ONDBEAT: Jury duty: The great American task for those who are chosen

For the second time in 18 months, I’ve been chosen to exercise my American obligation to judge the actions and situations of some of my fellow Americans and report for jury duty.

I must’ve done such a bang-up job just a year-and-a-half ago, they wanted me back.

Except for cutting into my sweet work and rarer “me” time, my prior experiences with jury duty, which I’ve done about five times over the past few decades, is it’s educational.

Assuming I don’t have the usual newspaper deadlines breathing and crunching down on my neck (wonder when that’ll be), it can be interesting to head south of the border instead of north to Shallotte for the day to provide this bit of obligatory citizenship and service.

Besides, if I don’t show up, I could wind up in courtroom trouble and being judged myself, according to the notice that was in my mailbox exactly one month ago prior to my report-for-duty-every-morning week this week.

I’m not sure what kind of trouble not reporting for jury duty entails, and with a judge at the helm I don’t care to find out.

The best advice is to get there early if you want to find a parking space, especially on Monday mornings when a new court week dawns and more cars than spaces to hold them converge on the bustling little courthouse lot I’ve been summoned to in South Carolina.

The next bit of advice is to take some reading material with you into the courtroom, because you’ll be warming your seat for an hour or two until the judge and courtroom assistants decide what to do with you or whether they even want you.

One week when I was summoned to do my duty, I kept getting rejected by lawyers on both sides who apparently didn’t like when I identified myself as a writer/reporter.

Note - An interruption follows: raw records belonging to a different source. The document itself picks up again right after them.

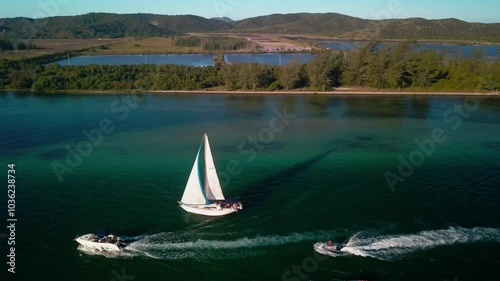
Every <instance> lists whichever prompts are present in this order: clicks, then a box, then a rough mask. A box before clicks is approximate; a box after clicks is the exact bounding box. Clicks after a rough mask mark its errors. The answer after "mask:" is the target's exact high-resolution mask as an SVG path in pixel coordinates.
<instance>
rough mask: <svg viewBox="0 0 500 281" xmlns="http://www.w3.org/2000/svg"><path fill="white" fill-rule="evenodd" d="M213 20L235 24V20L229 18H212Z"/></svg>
mask: <svg viewBox="0 0 500 281" xmlns="http://www.w3.org/2000/svg"><path fill="white" fill-rule="evenodd" d="M212 19H213V20H220V21H223V22H227V23H233V22H234V20H232V19H230V18H228V17H222V18H212Z"/></svg>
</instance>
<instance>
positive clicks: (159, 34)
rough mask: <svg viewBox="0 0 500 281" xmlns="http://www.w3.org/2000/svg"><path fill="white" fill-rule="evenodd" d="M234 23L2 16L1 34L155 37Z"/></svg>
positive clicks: (207, 28)
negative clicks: (3, 33) (37, 18)
mask: <svg viewBox="0 0 500 281" xmlns="http://www.w3.org/2000/svg"><path fill="white" fill-rule="evenodd" d="M230 26H231V25H230V24H228V23H225V22H222V21H219V20H210V19H206V18H203V17H197V16H190V15H185V16H164V15H153V14H128V15H119V14H107V13H90V14H86V15H80V16H65V17H51V18H45V19H28V18H8V19H0V35H1V34H2V33H5V34H4V35H6V36H8V37H10V38H15V39H35V38H44V39H75V38H76V39H88V38H119V37H155V36H169V35H174V34H182V33H186V32H214V31H220V30H227V29H228V28H230Z"/></svg>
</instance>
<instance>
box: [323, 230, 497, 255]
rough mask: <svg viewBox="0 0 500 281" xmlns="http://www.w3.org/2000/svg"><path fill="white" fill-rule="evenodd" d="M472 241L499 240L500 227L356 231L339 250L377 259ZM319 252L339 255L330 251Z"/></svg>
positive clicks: (462, 243)
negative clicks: (381, 235) (413, 233)
mask: <svg viewBox="0 0 500 281" xmlns="http://www.w3.org/2000/svg"><path fill="white" fill-rule="evenodd" d="M473 242H500V231H499V230H498V229H494V228H481V227H476V228H472V229H467V228H461V227H450V228H448V229H445V230H430V231H422V232H420V233H417V234H403V235H387V236H378V237H366V236H365V235H364V234H363V233H362V232H359V233H357V234H355V235H354V236H353V237H351V238H350V239H349V241H348V242H347V244H346V245H345V247H344V248H342V253H343V254H347V255H356V256H361V257H372V258H377V259H380V260H394V259H398V258H401V257H403V256H405V255H408V254H410V253H413V252H416V251H421V250H428V249H432V248H435V247H438V246H447V245H454V244H467V243H473ZM323 254H327V255H331V256H339V255H338V254H334V253H323Z"/></svg>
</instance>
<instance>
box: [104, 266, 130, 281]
mask: <svg viewBox="0 0 500 281" xmlns="http://www.w3.org/2000/svg"><path fill="white" fill-rule="evenodd" d="M111 274H112V275H113V278H111V279H110V280H109V281H132V280H134V279H135V276H132V275H128V274H127V272H125V267H123V268H122V269H121V272H118V271H117V270H115V269H113V270H111Z"/></svg>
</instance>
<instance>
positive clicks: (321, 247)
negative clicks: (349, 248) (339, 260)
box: [314, 241, 343, 256]
mask: <svg viewBox="0 0 500 281" xmlns="http://www.w3.org/2000/svg"><path fill="white" fill-rule="evenodd" d="M342 248H343V247H342V245H340V244H335V243H332V241H327V242H318V243H315V244H314V250H315V251H316V252H318V253H320V254H323V255H329V256H338V255H342V254H343V252H342Z"/></svg>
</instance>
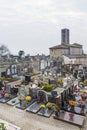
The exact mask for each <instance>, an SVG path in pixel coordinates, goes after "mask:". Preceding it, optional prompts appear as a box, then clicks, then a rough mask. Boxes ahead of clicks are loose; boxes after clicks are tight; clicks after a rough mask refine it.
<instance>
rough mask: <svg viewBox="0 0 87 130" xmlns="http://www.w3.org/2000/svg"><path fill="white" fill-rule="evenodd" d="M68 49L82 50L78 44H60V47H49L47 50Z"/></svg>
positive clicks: (57, 45)
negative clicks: (70, 48)
mask: <svg viewBox="0 0 87 130" xmlns="http://www.w3.org/2000/svg"><path fill="white" fill-rule="evenodd" d="M70 47H73V48H82V45H80V44H78V43H73V44H61V45H57V46H53V47H50V48H49V49H69V48H70Z"/></svg>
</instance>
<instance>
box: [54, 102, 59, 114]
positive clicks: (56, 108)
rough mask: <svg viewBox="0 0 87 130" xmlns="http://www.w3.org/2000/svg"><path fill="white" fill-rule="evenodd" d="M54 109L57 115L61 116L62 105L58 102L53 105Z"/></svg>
mask: <svg viewBox="0 0 87 130" xmlns="http://www.w3.org/2000/svg"><path fill="white" fill-rule="evenodd" d="M53 110H54V112H55V116H59V115H60V107H59V106H58V105H56V104H54V105H53Z"/></svg>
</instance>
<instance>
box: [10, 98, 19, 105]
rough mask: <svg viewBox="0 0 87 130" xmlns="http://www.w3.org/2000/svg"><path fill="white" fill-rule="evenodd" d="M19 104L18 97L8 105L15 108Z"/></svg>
mask: <svg viewBox="0 0 87 130" xmlns="http://www.w3.org/2000/svg"><path fill="white" fill-rule="evenodd" d="M18 103H19V100H18V97H16V98H14V99H11V100H10V101H8V102H7V104H8V105H11V106H15V105H16V104H18Z"/></svg>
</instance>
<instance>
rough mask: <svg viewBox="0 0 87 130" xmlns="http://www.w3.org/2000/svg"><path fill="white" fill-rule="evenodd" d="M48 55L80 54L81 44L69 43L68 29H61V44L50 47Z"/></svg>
mask: <svg viewBox="0 0 87 130" xmlns="http://www.w3.org/2000/svg"><path fill="white" fill-rule="evenodd" d="M49 49H50V57H51V58H52V57H54V58H57V57H61V56H62V55H74V56H75V55H82V54H83V46H82V45H80V44H78V43H73V44H70V43H69V29H62V30H61V44H60V45H57V46H53V47H50V48H49Z"/></svg>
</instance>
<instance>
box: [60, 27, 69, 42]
mask: <svg viewBox="0 0 87 130" xmlns="http://www.w3.org/2000/svg"><path fill="white" fill-rule="evenodd" d="M61 44H69V29H67V28H65V29H62V30H61Z"/></svg>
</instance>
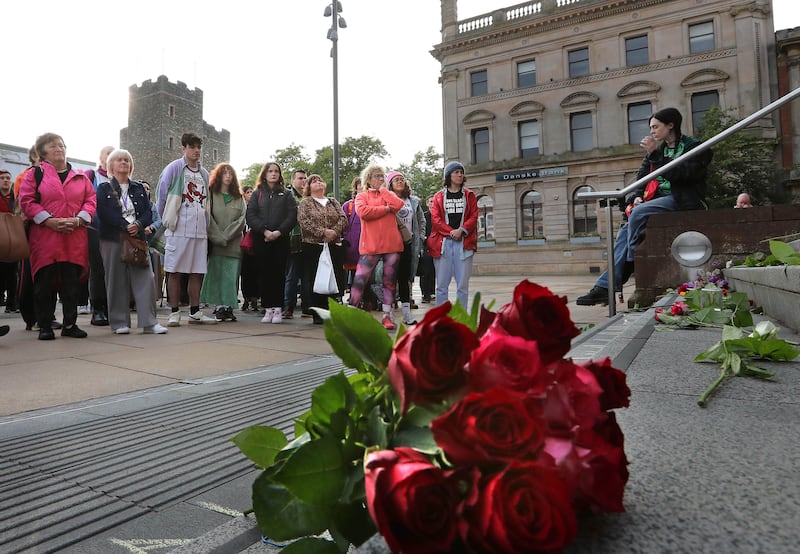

I have since deduced they prefer people who don’t know much, especially about their cases. The less people know, the more likely they’ll be seated.

The last few times I’ve been called have been more like a lottery. Instead of being screened by lawyers, the courtroom team draws juror names and sends them to adjacent rooms to start doing their duty by hearing cases.

So far, the cases I’ve been seated on for jury duty have been minor — driving offenses, car accidents and the like — compared to bigger crime cases I’ve never been called for.

If I ever get summoned for one of those, I won’t be surprised if lawyers start shunning me again.

The only times I’ve been able to sit in on those kind of cases is when I’m being a reporter rather than a juror, heating a seat in the media section, that is, or back in the old days when my grandmother had the TV tuned to “Perry Mason.”